The flax weevil was introduced to Mana Island in 2004; a further 80 were translocated from Maud Island in May 2006 and 70 in June 2006. The release site was at the south of the island, near to the petrel colony. The weevil had become well established on the flax plants on the island by 2010. A number of Hutton's speargrass weevils, sourced from the southern Wellington Region coast, have been released on the western cliffs of Mana Island. Seven were released in March 2006 and nine in December 2007. A 2010 study found evidence of feeding but numbers had not significantly increased.
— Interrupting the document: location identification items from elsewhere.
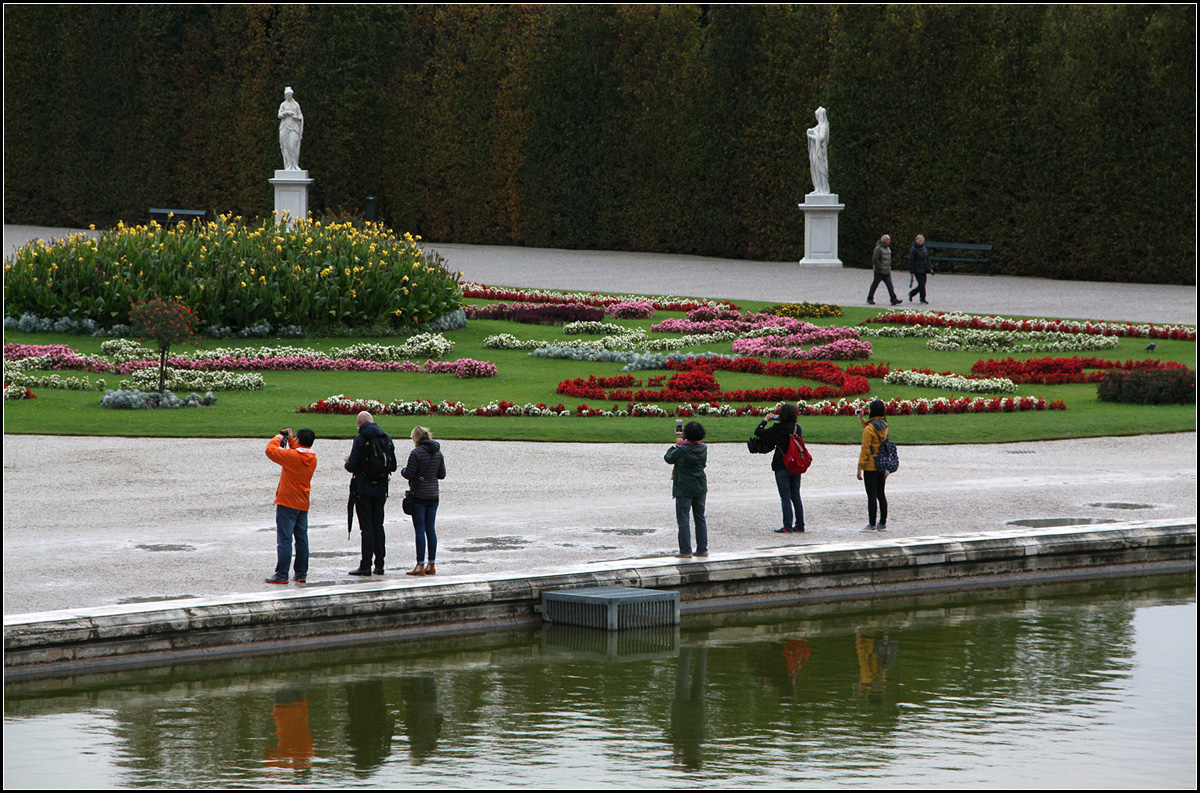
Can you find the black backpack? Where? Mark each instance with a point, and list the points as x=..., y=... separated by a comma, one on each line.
x=378, y=460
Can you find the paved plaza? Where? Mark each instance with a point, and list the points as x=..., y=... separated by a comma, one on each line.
x=106, y=521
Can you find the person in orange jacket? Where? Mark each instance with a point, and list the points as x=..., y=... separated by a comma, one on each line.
x=299, y=462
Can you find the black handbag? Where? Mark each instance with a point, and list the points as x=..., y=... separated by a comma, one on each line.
x=760, y=445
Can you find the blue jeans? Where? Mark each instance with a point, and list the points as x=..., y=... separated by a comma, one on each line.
x=790, y=498
x=424, y=516
x=289, y=522
x=696, y=506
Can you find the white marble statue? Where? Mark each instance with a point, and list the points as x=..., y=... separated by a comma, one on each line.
x=291, y=131
x=819, y=154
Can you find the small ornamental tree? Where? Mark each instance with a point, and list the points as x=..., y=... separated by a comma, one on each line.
x=167, y=322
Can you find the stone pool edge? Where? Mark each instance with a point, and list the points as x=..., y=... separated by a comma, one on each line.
x=109, y=637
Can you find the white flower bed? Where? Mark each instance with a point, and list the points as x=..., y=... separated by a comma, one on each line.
x=990, y=341
x=195, y=380
x=951, y=382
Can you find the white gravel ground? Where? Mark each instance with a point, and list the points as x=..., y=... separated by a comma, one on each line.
x=97, y=521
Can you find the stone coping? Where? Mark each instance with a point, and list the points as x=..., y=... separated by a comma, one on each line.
x=829, y=565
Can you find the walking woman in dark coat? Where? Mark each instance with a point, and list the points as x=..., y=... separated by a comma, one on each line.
x=789, y=485
x=919, y=266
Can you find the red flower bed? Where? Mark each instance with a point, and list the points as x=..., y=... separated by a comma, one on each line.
x=1056, y=371
x=694, y=378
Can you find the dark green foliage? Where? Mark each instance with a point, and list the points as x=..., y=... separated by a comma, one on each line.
x=1149, y=386
x=1062, y=134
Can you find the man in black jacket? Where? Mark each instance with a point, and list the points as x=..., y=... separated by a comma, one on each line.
x=371, y=460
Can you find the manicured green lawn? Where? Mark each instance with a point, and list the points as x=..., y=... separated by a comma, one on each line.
x=525, y=379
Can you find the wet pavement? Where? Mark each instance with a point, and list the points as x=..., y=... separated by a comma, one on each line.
x=124, y=522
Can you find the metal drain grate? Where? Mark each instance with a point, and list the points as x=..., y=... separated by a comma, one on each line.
x=611, y=607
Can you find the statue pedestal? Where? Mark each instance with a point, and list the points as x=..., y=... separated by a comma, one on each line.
x=291, y=194
x=821, y=229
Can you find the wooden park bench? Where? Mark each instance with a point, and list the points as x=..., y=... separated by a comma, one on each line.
x=173, y=216
x=978, y=262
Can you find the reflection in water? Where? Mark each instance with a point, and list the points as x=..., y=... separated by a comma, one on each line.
x=688, y=708
x=876, y=655
x=293, y=750
x=1075, y=685
x=369, y=725
x=421, y=718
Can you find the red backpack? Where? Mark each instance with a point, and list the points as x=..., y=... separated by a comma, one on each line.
x=797, y=460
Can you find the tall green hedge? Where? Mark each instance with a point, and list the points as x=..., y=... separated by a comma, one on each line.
x=1062, y=134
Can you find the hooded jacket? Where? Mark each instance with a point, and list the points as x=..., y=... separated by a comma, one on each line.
x=295, y=480
x=424, y=469
x=369, y=432
x=689, y=460
x=875, y=432
x=881, y=260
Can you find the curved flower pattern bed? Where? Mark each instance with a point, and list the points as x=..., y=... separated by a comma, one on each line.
x=1056, y=371
x=953, y=319
x=484, y=292
x=346, y=406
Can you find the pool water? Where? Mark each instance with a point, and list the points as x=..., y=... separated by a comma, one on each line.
x=1083, y=685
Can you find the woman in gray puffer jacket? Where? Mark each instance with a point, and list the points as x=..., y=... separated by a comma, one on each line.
x=424, y=469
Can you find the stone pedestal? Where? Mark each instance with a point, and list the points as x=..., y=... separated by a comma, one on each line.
x=291, y=194
x=821, y=229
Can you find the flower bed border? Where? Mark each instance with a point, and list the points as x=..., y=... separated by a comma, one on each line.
x=995, y=322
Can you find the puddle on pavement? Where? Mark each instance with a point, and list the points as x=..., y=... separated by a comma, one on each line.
x=628, y=533
x=491, y=544
x=1050, y=522
x=154, y=599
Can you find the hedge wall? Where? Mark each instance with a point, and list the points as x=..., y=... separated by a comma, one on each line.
x=1062, y=134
It has been proposed that the New Zealand reticulate stag beetle, the giant pill millipede and the land snails Rhytida greenwoodi, Wainuia urnula and Powelliphanta traversi otakia be released once the woodland on the island has matured sufficiently to provide the necessary deep leaf litter layer, decaying timber and established tree ferns. A wider selection of forest-dwelling invertebrates from Kapiti Island may also be introduced once a canopy of kohekohe, milk tree and tawa has formed.

== Plants ==
As part of the revegetation plan the Department of Conservation has introduced 22 plant species to the island. These include selected native New Zealand species, particularly those under threat elsewhere. Since 1987 more than 500,000 trees have been planted on the island.

== Fish ==
The island's wetland area is small and not yet well established. The area may be suited to the introduction of brown mudfish. No link to the sea has been proven which would be required for the introduction of any diadromous fish species.